That leave be granted to introduce a Bill entitled an Act to establish a Latent Defects Redress Board, the functions of which shall be, inter alia, to provide resolution to ordinary owners who purchased homes in good faith, in order that such owners have an opportunity to seek mediation or adjudication in relation to non-compliance with building regulations.
As Deputies are aware, thousands of homeowners and hundreds of social housing tenants across the State live in properties with Celtic tiger-era latent defects. These defects often include, for example, a lack of fire-stopping between apartments, inadequate provision of fire doors and significant levels of water ingress, where water is progressively damaging the structural integrity of the buildings. This not only places enormous cost of anything from €10,000 to €60,000 on those homeowners, it also causes significant stress. In cases where groups of apartment owners are unable to provide funding for remediation works quickly enough, they may, for example, lose insurance provision on the properties, as well as other difficulties.

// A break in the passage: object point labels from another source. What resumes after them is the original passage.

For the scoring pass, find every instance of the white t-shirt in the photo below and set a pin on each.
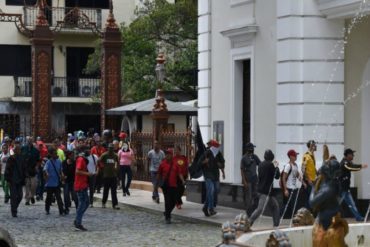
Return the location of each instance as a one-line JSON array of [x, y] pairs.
[[93, 162], [3, 160], [291, 182]]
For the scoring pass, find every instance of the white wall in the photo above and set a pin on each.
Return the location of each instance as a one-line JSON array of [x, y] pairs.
[[310, 79], [179, 121]]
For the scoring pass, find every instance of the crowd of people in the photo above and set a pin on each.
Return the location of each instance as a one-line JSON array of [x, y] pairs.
[[258, 178], [67, 173], [73, 171]]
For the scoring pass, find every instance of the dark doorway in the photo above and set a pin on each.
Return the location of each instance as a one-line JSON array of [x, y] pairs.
[[82, 122], [77, 58], [246, 102]]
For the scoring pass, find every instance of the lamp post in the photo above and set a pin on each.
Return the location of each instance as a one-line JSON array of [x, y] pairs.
[[159, 113]]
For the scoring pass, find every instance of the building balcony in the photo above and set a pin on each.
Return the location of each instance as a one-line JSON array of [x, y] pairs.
[[68, 19], [61, 87]]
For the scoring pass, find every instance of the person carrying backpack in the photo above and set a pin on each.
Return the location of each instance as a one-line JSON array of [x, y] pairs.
[[288, 183]]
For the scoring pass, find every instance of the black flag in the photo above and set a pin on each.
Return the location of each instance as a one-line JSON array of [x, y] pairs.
[[195, 169]]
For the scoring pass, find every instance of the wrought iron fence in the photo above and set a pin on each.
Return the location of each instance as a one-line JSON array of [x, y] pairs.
[[70, 17], [61, 87]]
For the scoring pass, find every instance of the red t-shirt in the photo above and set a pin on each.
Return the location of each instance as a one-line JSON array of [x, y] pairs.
[[98, 151], [81, 181], [163, 170], [182, 162]]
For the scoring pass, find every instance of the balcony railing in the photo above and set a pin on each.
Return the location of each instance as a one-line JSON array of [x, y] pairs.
[[66, 18], [61, 87]]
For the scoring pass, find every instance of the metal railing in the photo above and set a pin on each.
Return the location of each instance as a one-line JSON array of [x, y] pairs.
[[61, 87], [67, 17]]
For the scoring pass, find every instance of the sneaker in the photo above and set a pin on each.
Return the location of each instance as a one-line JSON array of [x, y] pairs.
[[212, 212], [205, 211], [80, 228]]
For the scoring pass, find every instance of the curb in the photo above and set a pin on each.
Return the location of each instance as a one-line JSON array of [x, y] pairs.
[[175, 216]]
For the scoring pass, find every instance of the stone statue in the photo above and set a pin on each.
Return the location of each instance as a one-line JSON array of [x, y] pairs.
[[329, 228], [241, 224], [278, 239]]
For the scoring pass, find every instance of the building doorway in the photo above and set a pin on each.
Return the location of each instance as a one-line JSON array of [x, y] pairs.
[[246, 102], [82, 122]]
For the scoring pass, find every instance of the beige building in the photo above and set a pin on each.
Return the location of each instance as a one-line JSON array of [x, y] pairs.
[[279, 73], [74, 93]]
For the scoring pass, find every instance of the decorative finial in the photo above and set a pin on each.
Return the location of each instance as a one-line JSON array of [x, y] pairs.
[[111, 22], [41, 18]]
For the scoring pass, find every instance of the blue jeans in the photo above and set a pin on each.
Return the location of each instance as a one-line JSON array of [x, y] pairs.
[[83, 204], [347, 197], [211, 190], [153, 175]]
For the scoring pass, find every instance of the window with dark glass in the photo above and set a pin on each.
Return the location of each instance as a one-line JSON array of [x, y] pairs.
[[16, 60], [20, 2], [99, 4]]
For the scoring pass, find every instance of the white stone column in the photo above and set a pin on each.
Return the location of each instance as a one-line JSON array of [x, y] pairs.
[[204, 66], [310, 79]]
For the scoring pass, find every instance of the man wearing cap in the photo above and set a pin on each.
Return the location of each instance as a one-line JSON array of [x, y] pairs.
[[289, 178], [212, 161], [155, 157], [309, 169], [169, 173], [347, 167], [248, 168], [110, 169]]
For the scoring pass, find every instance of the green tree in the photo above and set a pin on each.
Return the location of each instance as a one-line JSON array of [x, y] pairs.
[[159, 26]]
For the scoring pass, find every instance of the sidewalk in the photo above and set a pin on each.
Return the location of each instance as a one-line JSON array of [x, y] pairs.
[[142, 199]]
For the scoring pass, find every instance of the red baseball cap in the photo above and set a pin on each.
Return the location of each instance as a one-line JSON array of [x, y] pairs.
[[292, 152], [122, 135], [214, 143]]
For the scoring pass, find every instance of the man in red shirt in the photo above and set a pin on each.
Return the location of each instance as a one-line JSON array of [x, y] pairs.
[[182, 162], [80, 185], [98, 150], [169, 174]]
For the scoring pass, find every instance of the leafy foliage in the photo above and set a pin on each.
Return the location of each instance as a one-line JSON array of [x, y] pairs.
[[159, 26]]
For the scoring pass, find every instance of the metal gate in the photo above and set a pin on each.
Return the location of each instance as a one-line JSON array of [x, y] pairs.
[[142, 143]]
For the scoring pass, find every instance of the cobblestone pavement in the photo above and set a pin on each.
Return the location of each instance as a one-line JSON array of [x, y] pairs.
[[106, 227]]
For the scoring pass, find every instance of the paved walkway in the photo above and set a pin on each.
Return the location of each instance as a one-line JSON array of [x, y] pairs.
[[190, 211]]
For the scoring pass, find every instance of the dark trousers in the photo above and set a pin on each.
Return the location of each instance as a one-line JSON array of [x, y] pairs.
[[16, 195], [68, 194], [170, 197], [251, 198], [288, 203], [50, 191], [92, 181], [110, 183], [126, 170], [99, 181], [180, 193]]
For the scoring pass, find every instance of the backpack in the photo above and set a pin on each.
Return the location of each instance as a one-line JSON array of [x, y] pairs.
[[281, 176]]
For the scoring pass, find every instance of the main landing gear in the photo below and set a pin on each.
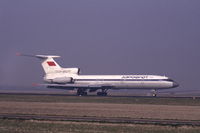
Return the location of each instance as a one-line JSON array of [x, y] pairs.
[[81, 92], [102, 93], [154, 93]]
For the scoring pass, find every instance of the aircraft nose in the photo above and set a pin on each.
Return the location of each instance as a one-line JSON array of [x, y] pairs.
[[175, 84]]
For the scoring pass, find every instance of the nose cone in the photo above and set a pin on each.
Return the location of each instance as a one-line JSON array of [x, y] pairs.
[[175, 84]]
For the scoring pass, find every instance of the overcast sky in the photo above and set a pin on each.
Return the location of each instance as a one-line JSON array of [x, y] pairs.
[[159, 37]]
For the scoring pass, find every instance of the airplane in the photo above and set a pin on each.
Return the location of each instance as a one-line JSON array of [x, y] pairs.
[[70, 79]]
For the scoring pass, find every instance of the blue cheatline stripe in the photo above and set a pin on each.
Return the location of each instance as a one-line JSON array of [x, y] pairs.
[[123, 80]]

The question one must ask is why this is the case. The first part of the answer is that it results from very bad building practices by far too many developers and builders during the Celtic tiger years. However, this is not just a private matter between builders and home purchasers. Builders were only able to get away with shoddy building practices because the regulatory regime in place at the time was far too weak. In fact, in the late 1980s and early 1990s when the Dáil debated the legal underpinning of that legislative regime, a small number of Deputies warned that light touch self-regulation would result in homeowners spending large sums of money on defective properties without adequate consumer protection. Unfortunately, those Deputies were correct. In December 2017, the Joint Oireachtas Committee on Housing, Planning and Local Government published a report that I authored, entitled Safe as Houses. It made a series of recommendations to the Government, including to introduce a latent defects redress scheme to provide non-judicial mechanisms for resolution of these issues and funding for effective householders. Unfortunately, the previous Government was absolutely deaf to the calls from these families for support. Time and again, the then Minister for Housing, Planning and Local Government, Deputy Eoghan Murphy, and the then Taoiseach, Deputy Varadkar, repeated the mantra that it was a private matter between purchasers and sellers.
I acknowledge the enormous work of the Construction Defects Alliance, a campaign group set up by the families affected. I welcome the commitment in the programme for Government to examine this issue based on the recommendations of the Safe as Houses report. It is a very welcome step that the Minister for Housing, Planning and Local Government, Deputy Darragh O'Brien, has met the Construction Defects Alliance and is putting in place a working group to see what redress can be put in place for these homeowners.
That said, I have several concerns. Like me, the Minister, Deputy O'Brien, has direct experience of meeting families in our constituencies who are affected by this issue. I do not doubt his sincerity in wishing to resolve the matter. However, I am concerned that the programme for Government only refers to loans, rather than direct grant support. I am also concerned that the working group that has been set up will not report until summer next year and that no provision was included in budget 2021 to, at least, kick-start a latent defects redress scheme next year, a measure Sinn Féin provided for in our alternative budget.
The Bill gives the Minister power by way of regulations to put in place a latent defects redress board and a latent defects redress scheme with adequate funding. That would provide a one-stop shop for people affected by latent defects to get information and advice. It would provide for a non-judicial mediation and resolution service to get the defects resolved and for a fund part-funded by industry and part-funded by the Exchequer to cover the cost in circumstances where the developer is no longer trading and is unable to foot the bill for the defects that it caused in the first instance.
Obviously, I will engage constructively with the Minister's working group, but we now have an opportunity to do right by people who, through no fault of their own, are living in unsafe and defective buildings. Let us not wait until 2022 to support these families. Let us put in place a robust defects scheme for all those affected by latent defects early in 2021, get the funding provided, start to provide the remediation and then take it from there. That is what the Bill tries to do.